Still, the experience left me permanently distrustful of Microsoft.
I’ve tried to kept an open mind, and watch for potential change in
behavior
. I admittedly don’t think Microsoft became a friend to Free
Software in the 11 years since they put me through the wringer during
what was almost literally my first day on the job as FSF’s Executive
Director (a position I ultimately held until 2005). But, I am now
somewhat sure Microsoft’s executives aren’t hatching new plans to kill
copyleft every morning anymore. Indeed, I was excited this week to see
that my colleagues at the Samba
Project acknowledged
Microsoft’s help in creating documentation
that allowed Samba to
implement compatibility with Active Directory. Even I have to admit
that companies do change, and sometimes a little bit for the better.

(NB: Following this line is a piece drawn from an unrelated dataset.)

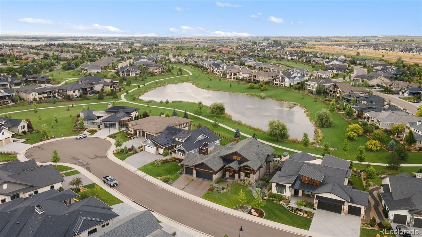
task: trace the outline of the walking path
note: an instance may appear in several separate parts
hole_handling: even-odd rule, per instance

But, companies don’t always change for the better. Over an even
shorter period, I’ve watched another company get worse at almost the
same rate as Microsoft’s improving.

Specifically, this
week, Mark
Shuttleworth of Canonical, Ltd. said that those of us who stand strongly
against proprietary software device drivers are insecure
McCarthyists
. I wonder if Mark realized the irony of
using the
term McCarthyism
to refer to the same people who Microsoft
called unAmerican
just a decade ago.

I marvel at these shifting winds of politics. These days, the guy out
there slurring against copyleft advocates claims to be the biggest
promoter of Free Software himself, and in fact built most of his product
on the Free Software that is often defended by the people he claims are
on a witch-hunt.

I
wrote
many
blog
posts
in 2010 critical of Canonical, Ltd. and its policies. Someone
asked me in October if I’d stopped because Canonical, Ltd. got better,
or if they’d just bought me off. I answered simply, saying, First of
all, Mark hasn’t shared any of his unfathomable financial wealth with
me. But, more importantly, Mark is making enough bad decisions that
Canonical, Ltd.’s behavior is now widely criticized, even by the tech
press. Others are doing a good enough job pointing out the problems
now; I don’t have to
. Indeed, I’m supportive
of RMS’
recent comments about Canonical, Ltd. and its Ubuntu project
(and
RMS surely has a larger microphone than I do, since he’s famous). I’ve
also got nothing to add to his well-argued points, so I simply endorse
them.

Nevertheless, I just couldn’t let the situation go without
commenting. This week, I watched Microsoft (who once ran a campaign to
kill FSF’s flagship license) do something helpful to Free Software,
while also watching Canonical, Ltd. (who has helped write a lot of GPL’d
software) pull a page from Microsoft’s old playbook to attack GPL
advocates. That’s got an intriguing symmetry to it. It’s not
“history repeating itself”, because all the details are
different. But, one fact is still exactly the same: The Wealthy sure do
like to call us names when it suits them.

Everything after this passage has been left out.